Generous Moments in VMFA History

1919

John Barton Payne, a Chicago lawyer, gives his art collection to the commonwealth of Virginia even though the state doesn’t have an art museum.

1932

Payne donates $100,000 toward construction of a museum, and Gov. John Garland Pollard initiates additional fund-raising. The federal government contributes $66,000 from Depression-era public works programs. In 1933 construction begins. The Museum opens in 1935 on the Boulevard.

1947

Lillian Thomas Pratt of Stafford County, whose husband was a General Motors executive, donates her collection of Russian imperial decorative arts by Peter Carl Faberge to the Museum.

T. Catesby Jones’ collection of modern art is bequeathed to the Museum.

1952

Adolph and Wilkins Williams give 42 paintings and a major trust fund, reportedly the largest gift to a Southern art museum up to that time.

1954

The Arthur and Margaret Glasgow art collection, with funds for additional purchases, is bequeathed to the Museum.

The Museum’s theater wing is built through a gift from Paul Mellon’s Old Dominion Foundation.

1970

Richmonders Sydney and Frances Lewis, founders of Best Products Co. Inc. catalog-showroom retail chain, establish a fund to purchase contemporary art.

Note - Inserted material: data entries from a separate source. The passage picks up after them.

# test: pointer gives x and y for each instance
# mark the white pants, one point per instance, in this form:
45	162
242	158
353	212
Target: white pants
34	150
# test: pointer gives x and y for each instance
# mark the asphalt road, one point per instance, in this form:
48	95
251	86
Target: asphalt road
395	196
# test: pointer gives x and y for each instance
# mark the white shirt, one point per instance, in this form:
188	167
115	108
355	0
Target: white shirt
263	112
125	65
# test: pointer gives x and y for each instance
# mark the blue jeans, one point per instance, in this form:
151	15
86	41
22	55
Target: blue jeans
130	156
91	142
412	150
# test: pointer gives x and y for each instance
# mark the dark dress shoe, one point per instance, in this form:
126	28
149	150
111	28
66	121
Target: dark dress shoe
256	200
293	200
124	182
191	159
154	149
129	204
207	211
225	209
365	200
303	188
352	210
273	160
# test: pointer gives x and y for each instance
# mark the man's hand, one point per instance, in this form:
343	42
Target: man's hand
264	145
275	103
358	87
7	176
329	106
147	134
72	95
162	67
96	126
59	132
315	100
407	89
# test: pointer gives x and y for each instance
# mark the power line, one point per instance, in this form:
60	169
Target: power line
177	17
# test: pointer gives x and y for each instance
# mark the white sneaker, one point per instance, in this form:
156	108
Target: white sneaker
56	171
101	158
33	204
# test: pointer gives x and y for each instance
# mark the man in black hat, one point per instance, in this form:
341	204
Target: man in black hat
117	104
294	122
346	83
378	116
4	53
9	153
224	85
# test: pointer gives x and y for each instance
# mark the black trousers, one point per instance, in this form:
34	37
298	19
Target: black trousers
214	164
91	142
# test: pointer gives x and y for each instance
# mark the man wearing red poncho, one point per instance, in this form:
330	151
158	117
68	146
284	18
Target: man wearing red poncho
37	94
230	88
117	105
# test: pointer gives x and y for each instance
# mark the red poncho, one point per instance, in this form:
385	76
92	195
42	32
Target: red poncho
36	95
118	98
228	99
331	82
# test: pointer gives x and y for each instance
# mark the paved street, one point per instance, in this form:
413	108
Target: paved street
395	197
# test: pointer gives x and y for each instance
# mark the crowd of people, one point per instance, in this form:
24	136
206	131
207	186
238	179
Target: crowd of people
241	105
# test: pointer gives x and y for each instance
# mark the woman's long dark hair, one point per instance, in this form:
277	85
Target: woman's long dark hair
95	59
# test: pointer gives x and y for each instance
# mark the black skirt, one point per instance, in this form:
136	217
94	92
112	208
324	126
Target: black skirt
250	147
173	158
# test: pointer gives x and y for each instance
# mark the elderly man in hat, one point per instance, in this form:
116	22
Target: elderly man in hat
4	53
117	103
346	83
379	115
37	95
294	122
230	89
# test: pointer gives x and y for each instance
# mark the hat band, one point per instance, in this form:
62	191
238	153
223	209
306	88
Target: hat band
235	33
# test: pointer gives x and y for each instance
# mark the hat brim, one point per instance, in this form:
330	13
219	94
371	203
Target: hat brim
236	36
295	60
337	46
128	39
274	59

Alisa Mellon Bruce leaves some 450 objects, many European decorative arts, to the Museum.

1971

The Lewises establish a fund for purchase of art nouveau.

1982

Paul Mellon of Upperville and the Lewises fund the West Wing. The 90,000-square-foot addition opens in 1985.

1983

The Mellon collection of major French impressionist and postimpressionist and British sporting-life paintings are given permanently to the Museum.

1988

Richmond trucking magnate Harwood Cochrane and his wife, Louise, establish a $19.7 endowment for the purchase of American art.

1993

HealthSouth Corp. gives two landmark Queen Anne-style buildings on Grove Avenue to the Museum for educational programs.

1997

Rita and Jerome Gans give their collection of silver to the Museum.

1999

Paul Mellon bequeaths additional French impressionist and British works.

2005

James and Frances McGlothlin bequeath their American art collection with endowment money to support it and a $10 million contribution to the Museum’s capital campaign for its major expansion scheduled for completion in 2008. — Edwin Slipek Jr.